Tutorial: Build, Operate, and Use a Multi-Tenant AI Cluster Base... C. Misale, O. Tardieu & D. Grove
C. Misale, O. Tardieu, D. Grove
KubeCon + CloudNativeCon Europe 2025 · Tutorial
In this comprehensive KubeCon EU session, Olivier Tardieu, Dave Grove, and Claudia Misale from IBM Research presented a detailed tutorial on building, operating, and effectively utilizing multi-tenant GPU clusters for AI and Generative AI workloads using a robust, open-source Kubernetes-native stack.
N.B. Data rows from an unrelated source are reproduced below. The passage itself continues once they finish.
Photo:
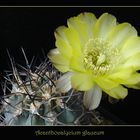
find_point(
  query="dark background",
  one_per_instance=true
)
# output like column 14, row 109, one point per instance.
column 33, row 29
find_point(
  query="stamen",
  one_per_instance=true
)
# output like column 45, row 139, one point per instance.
column 99, row 56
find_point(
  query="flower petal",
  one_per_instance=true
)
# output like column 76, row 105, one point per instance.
column 118, row 92
column 83, row 24
column 82, row 81
column 104, row 25
column 76, row 64
column 64, row 83
column 133, row 62
column 131, row 47
column 93, row 97
column 58, row 60
column 120, row 33
column 106, row 83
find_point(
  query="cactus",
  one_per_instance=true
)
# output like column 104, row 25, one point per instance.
column 31, row 98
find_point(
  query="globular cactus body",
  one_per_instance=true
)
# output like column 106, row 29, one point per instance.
column 34, row 99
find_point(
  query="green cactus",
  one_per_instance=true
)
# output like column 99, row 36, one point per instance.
column 34, row 99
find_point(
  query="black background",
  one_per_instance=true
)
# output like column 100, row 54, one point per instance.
column 33, row 28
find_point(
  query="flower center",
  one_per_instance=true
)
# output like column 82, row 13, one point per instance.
column 99, row 56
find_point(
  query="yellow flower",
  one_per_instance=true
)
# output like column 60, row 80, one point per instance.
column 97, row 55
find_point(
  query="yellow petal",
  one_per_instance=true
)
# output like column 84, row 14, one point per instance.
column 82, row 81
column 60, row 62
column 132, row 80
column 120, row 74
column 118, row 92
column 133, row 62
column 76, row 64
column 131, row 47
column 83, row 24
column 104, row 25
column 92, row 97
column 120, row 33
column 105, row 82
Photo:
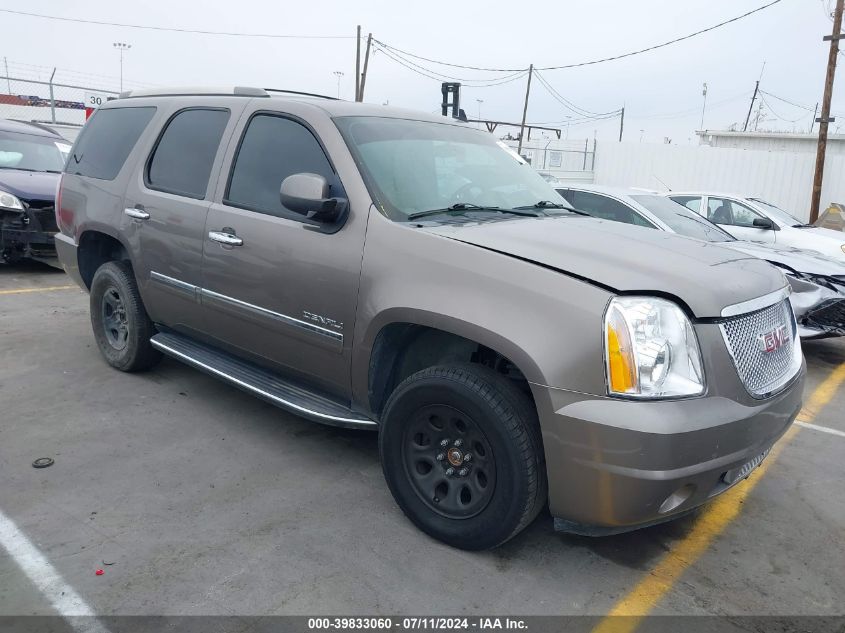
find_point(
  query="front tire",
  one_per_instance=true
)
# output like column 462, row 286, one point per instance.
column 121, row 325
column 462, row 454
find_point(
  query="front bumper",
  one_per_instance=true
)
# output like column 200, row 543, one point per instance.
column 617, row 465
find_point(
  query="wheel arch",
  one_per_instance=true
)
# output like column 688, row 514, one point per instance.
column 401, row 343
column 95, row 247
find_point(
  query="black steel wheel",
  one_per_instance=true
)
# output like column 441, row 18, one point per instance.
column 449, row 461
column 121, row 325
column 115, row 323
column 462, row 454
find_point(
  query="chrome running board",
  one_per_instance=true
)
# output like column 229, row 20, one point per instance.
column 259, row 382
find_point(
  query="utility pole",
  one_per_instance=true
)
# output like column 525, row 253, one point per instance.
column 366, row 62
column 751, row 107
column 621, row 123
column 358, row 65
column 525, row 110
column 338, row 74
column 121, row 46
column 825, row 119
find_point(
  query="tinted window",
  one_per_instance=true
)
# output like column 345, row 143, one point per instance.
column 272, row 149
column 107, row 140
column 730, row 212
column 681, row 220
column 181, row 162
column 601, row 206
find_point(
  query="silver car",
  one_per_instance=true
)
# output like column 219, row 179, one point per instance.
column 817, row 281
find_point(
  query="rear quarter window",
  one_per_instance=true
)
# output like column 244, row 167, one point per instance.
column 107, row 140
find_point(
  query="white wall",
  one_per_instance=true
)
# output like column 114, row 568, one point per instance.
column 784, row 178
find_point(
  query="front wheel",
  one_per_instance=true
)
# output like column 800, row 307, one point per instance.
column 121, row 326
column 461, row 451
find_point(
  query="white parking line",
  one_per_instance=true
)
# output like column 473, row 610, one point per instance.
column 823, row 429
column 47, row 579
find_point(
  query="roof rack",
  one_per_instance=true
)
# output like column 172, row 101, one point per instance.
column 189, row 91
column 302, row 94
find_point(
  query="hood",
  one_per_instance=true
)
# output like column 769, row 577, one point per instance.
column 800, row 260
column 29, row 185
column 629, row 259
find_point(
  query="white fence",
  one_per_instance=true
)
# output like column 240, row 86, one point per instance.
column 783, row 178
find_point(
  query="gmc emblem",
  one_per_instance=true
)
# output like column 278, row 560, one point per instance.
column 770, row 341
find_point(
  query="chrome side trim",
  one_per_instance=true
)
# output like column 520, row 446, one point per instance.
column 176, row 284
column 304, row 325
column 332, row 419
column 752, row 305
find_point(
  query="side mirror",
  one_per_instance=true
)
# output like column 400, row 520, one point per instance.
column 308, row 194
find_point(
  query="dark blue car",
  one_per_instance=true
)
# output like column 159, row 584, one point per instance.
column 31, row 158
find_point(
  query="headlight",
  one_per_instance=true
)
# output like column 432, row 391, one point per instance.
column 8, row 201
column 650, row 350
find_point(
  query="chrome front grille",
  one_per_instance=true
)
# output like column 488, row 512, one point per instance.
column 764, row 347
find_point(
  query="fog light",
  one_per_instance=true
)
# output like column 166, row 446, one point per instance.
column 677, row 498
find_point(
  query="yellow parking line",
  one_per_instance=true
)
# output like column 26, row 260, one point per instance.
column 19, row 291
column 645, row 595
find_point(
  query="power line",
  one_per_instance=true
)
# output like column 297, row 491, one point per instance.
column 429, row 74
column 582, row 112
column 177, row 30
column 591, row 62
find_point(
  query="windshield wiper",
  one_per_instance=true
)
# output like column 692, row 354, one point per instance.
column 467, row 206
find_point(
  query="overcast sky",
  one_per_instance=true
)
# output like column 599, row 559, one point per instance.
column 661, row 90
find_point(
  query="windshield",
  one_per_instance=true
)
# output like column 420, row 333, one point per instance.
column 683, row 221
column 32, row 153
column 414, row 166
column 777, row 214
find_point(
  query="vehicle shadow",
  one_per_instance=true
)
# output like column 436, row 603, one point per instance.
column 28, row 266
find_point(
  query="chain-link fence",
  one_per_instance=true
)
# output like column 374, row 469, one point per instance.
column 58, row 105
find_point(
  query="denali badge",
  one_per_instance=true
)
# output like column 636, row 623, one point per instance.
column 774, row 340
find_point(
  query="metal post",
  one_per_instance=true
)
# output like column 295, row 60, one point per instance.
column 751, row 106
column 825, row 119
column 621, row 123
column 366, row 62
column 525, row 110
column 358, row 65
column 52, row 99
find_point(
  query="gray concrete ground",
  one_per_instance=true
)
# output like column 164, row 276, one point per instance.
column 209, row 501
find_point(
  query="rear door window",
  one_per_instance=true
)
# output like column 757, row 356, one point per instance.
column 273, row 148
column 601, row 206
column 181, row 160
column 107, row 140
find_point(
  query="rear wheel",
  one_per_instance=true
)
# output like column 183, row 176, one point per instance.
column 461, row 451
column 121, row 326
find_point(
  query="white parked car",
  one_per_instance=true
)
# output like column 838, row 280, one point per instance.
column 756, row 220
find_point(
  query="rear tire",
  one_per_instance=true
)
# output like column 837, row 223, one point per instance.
column 431, row 422
column 121, row 325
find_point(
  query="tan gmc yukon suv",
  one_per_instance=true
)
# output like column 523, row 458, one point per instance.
column 375, row 268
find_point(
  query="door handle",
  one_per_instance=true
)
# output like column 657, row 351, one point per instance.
column 227, row 239
column 136, row 214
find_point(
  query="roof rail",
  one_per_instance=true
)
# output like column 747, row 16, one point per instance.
column 302, row 94
column 41, row 126
column 193, row 91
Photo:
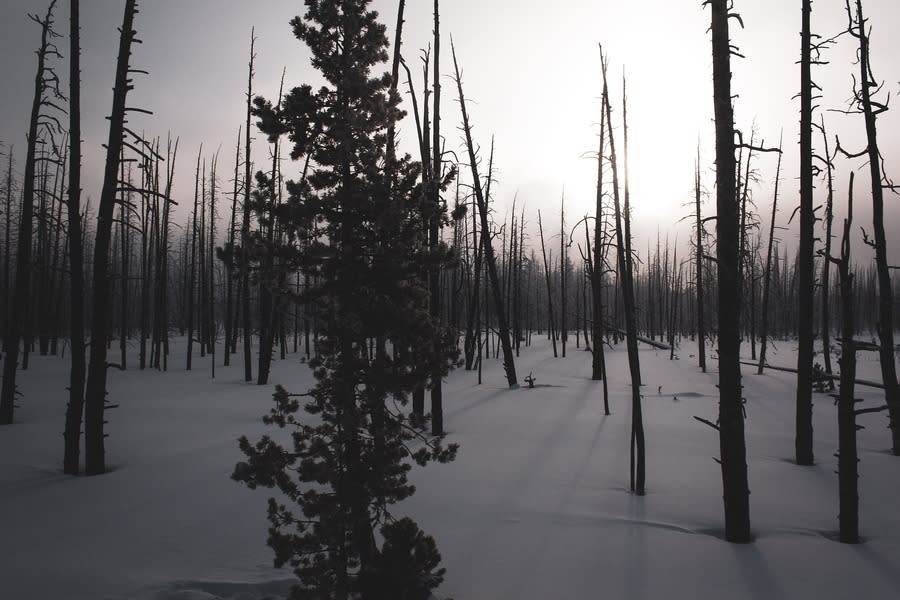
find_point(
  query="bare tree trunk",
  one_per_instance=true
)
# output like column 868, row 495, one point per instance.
column 551, row 317
column 95, row 396
column 637, row 448
column 230, row 323
column 192, row 266
column 502, row 325
column 75, row 406
column 885, row 291
column 245, row 226
column 767, row 276
column 598, row 264
column 563, row 267
column 848, row 461
column 826, row 264
column 434, row 287
column 736, row 493
column 698, row 267
column 805, row 298
column 19, row 308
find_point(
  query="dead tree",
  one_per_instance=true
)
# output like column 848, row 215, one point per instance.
column 192, row 262
column 736, row 493
column 434, row 226
column 598, row 263
column 75, row 406
column 848, row 461
column 803, row 441
column 95, row 393
column 551, row 319
column 45, row 83
column 245, row 225
column 563, row 268
column 826, row 264
column 230, row 322
column 637, row 447
column 767, row 276
column 870, row 109
column 698, row 267
column 509, row 365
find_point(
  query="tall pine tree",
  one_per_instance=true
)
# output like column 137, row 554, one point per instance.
column 356, row 226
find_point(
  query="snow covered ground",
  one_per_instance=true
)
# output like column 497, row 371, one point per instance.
column 535, row 507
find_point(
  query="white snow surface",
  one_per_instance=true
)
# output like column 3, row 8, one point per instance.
column 536, row 506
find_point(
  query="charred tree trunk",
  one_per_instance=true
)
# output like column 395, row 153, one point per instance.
column 637, row 448
column 192, row 261
column 736, row 493
column 550, row 315
column 698, row 266
column 826, row 264
column 848, row 461
column 230, row 323
column 75, row 407
column 803, row 441
column 502, row 325
column 245, row 226
column 870, row 110
column 434, row 278
column 19, row 308
column 767, row 276
column 95, row 396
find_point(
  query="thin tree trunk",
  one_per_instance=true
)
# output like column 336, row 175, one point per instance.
column 502, row 325
column 551, row 319
column 19, row 310
column 736, row 493
column 245, row 226
column 848, row 461
column 767, row 276
column 698, row 267
column 804, row 431
column 75, row 406
column 638, row 452
column 885, row 291
column 95, row 396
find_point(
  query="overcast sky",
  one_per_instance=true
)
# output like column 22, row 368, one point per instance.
column 530, row 68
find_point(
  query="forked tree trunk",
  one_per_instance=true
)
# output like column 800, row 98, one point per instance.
column 75, row 407
column 550, row 315
column 245, row 226
column 637, row 447
column 803, row 441
column 503, row 328
column 826, row 264
column 885, row 292
column 19, row 308
column 848, row 461
column 767, row 276
column 95, row 396
column 698, row 267
column 736, row 493
column 434, row 278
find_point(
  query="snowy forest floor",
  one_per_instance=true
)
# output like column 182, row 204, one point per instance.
column 536, row 506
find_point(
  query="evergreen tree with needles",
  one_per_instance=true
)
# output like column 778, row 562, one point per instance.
column 354, row 226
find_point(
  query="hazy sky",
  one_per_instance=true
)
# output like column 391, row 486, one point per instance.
column 531, row 70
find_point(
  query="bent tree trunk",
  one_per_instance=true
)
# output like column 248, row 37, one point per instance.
column 885, row 293
column 75, row 408
column 638, row 454
column 19, row 307
column 95, row 396
column 804, row 432
column 736, row 493
column 508, row 361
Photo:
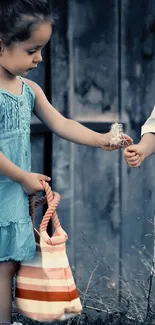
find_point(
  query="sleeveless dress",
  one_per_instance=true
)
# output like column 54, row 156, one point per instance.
column 17, row 240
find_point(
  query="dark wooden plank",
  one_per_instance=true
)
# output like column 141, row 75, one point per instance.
column 93, row 96
column 138, row 185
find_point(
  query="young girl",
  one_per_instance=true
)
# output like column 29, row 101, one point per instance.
column 135, row 154
column 25, row 28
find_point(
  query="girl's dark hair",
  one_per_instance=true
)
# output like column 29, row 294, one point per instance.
column 19, row 17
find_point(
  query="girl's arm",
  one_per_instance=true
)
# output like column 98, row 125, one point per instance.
column 9, row 169
column 66, row 128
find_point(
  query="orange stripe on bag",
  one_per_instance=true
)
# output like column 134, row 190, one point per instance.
column 40, row 273
column 46, row 296
column 45, row 288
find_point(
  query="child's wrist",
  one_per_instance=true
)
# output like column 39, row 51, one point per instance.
column 22, row 175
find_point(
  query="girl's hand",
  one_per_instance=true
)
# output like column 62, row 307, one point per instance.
column 134, row 155
column 31, row 182
column 106, row 142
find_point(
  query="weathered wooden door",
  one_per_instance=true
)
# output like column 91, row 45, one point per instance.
column 101, row 71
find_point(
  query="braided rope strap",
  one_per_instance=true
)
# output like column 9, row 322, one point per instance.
column 53, row 199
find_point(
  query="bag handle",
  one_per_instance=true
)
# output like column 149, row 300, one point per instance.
column 53, row 199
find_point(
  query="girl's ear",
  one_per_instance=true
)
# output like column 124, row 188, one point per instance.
column 1, row 46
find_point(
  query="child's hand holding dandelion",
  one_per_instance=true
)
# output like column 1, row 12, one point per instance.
column 116, row 139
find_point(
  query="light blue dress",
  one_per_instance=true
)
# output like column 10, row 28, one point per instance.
column 16, row 231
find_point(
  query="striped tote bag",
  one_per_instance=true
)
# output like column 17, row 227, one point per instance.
column 45, row 288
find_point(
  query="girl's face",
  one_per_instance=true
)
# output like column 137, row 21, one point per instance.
column 20, row 57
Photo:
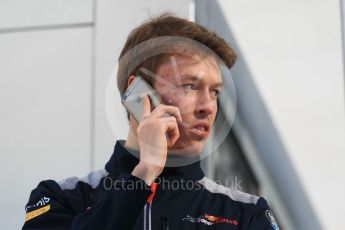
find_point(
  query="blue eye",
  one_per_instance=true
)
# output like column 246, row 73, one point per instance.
column 189, row 86
column 216, row 92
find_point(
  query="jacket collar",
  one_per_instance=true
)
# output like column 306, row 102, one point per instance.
column 124, row 161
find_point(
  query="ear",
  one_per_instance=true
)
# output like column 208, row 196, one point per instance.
column 130, row 80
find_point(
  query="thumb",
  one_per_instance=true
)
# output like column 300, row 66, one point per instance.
column 146, row 107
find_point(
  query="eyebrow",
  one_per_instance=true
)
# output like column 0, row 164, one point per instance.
column 195, row 78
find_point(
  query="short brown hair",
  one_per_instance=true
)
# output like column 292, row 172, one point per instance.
column 167, row 24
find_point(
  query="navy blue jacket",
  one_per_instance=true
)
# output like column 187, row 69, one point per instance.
column 182, row 198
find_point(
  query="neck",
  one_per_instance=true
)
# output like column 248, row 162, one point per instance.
column 132, row 141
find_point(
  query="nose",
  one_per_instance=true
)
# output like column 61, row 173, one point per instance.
column 206, row 105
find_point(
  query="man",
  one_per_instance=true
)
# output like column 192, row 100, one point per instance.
column 137, row 190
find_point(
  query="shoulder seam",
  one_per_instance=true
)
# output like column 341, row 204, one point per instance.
column 235, row 195
column 93, row 179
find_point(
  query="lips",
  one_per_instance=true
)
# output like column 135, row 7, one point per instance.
column 200, row 129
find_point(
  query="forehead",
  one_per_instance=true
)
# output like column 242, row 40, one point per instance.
column 178, row 67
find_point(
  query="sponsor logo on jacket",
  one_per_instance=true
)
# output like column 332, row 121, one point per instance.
column 210, row 220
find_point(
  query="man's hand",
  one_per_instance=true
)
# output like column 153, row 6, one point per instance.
column 155, row 133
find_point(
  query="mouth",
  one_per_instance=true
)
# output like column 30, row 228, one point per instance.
column 200, row 129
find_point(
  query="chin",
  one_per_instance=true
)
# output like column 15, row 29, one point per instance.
column 190, row 148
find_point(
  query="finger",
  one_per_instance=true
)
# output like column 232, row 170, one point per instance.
column 171, row 129
column 146, row 107
column 163, row 110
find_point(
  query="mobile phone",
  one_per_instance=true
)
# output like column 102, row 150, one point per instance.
column 132, row 98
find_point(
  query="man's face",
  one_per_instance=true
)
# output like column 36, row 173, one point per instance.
column 193, row 85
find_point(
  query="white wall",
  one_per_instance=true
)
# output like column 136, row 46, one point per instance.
column 56, row 58
column 293, row 50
The talk addresses critical challenges faced by organizations in their AI journey, from the initial, often daunting, procurement of expensive GPUs to the complex task of sharing these valuable resources efficiently and fairly across diverse teams and projects.
AI review
This tutorial from IBM Research delivers a no-nonsense, deeply technical blueprint for tackling the most expensive and frustrating problem in modern AI infrastructure: efficiently sharing and managing multi-tenant GPU clusters on Kubernetes. They present a robust, open-source stack that doesn't just promise high utilization and fault tolerance, but demonstrates it with concrete examples and custom-built components. This is real engineering solving a real problem, not just another marketing deck.